The Klan’s presence in Laurel is inarguably part of its history, but it never makes it into the show. For all the talk of roots, Home Town focuses its view on the future and not the past. For a casual viewer of Home Town, Laurel seems like a nice place to visit, and an idyllic place to live. Part of the revitalization process is casting Laurel in the same warm, progressive light as a town like Athens, Georgia, or even Oxford, some 230 miles to the north. DowntownLaurel.com, a website that might be sponcon for two of Laurel’s flagship retailers, Lott Furniture and The Shop, encapsulates the sort of “community” Erin and Ben are trying to sell. “For those who identify as small-town folks, the allure of oak-lined streets, quiet afternoons on the porch and lives lived among kindred spirits who know your name as well as your lineage, is both undeniable and ingrained at birth,” the site reads. This take on small-town living reads a little bit like a modified surveillance state, but speaks more to the South’s more nefarious obsession with roots, family, and kin.

But a town with a dark past rooted in white supremacy doesn’t make for family-friendly television in 2021. Home Town is an effective stab at rebranding Laurel by taking its history and stuffing it in the back of the closet, creating a notion of home town that is palatable enough for a nationwide audience who would likely rather not think about cross burnings and men in white hoods. It helps that the Napiers are different—more relatable and somehow more authentic—than their predecessors. Creating and then sustaining a lifestyle brand, which is the end goal of personality-driven HGTV shows like Home Town and its predecessors requires sparkle, wit, and relatability. The Napiers are charming and quirky. Four seasons in, their presence is still sunny and sincere, perhaps because none of it is really an act. “The content is: Be yourself,” Erin told Variety in February 2020. They never ask us to say something more succinct, which they probably should, because we can get long-winded. But what you get is what you get.”

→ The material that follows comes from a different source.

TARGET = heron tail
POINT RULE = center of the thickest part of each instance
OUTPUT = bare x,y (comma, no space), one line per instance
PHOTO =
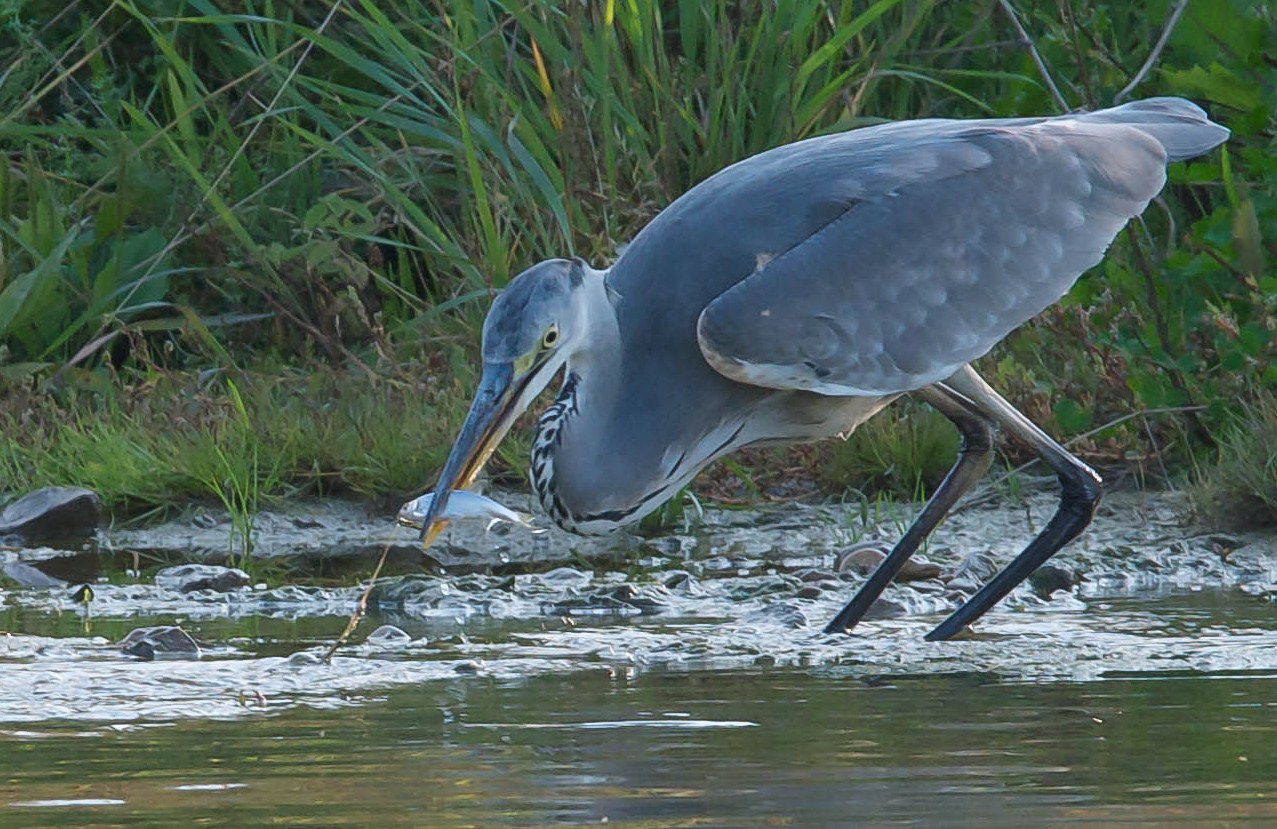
1181,127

The lack of drama on the show is refreshing, and makes any actual drama that happens feel high-stakes. Setting aside any structural issues with the home or a particularly pesky termite problem, the biggest source of drama on a home-renovation show is client satisfaction. Rejection is rare and even the pickiest homeowner unsure of a particular design choice will change their mind once they see it in context. The Napiers handle rejection well. An episode in Season 4 shows a couple who outright refuses to walk into a potential home, even after Erin’s spiel and watercolor. “This has never happened before,” Erin laughs, clutching her leather portfolio to her chest. But the show moves on with some smooth editing and soon, the Napiers are back on track, trotting the couple out to a 1950s ranch house that costs $110,000.

Drama-free home renovation is what makes Home Town so compelling a fantasy—in the Napiers’ mind, the biggest conflict in their idealized home town is a playful argument over what color to paint the trim. By focusing on the aesthetic details of a house rather than the real, and often-times brutal history of the town itself, the Napiers are effectively eliminating the history of conflict that made Laurel and other cities like it. This formula is imminently marketable, and that’s what HGTV is banking on.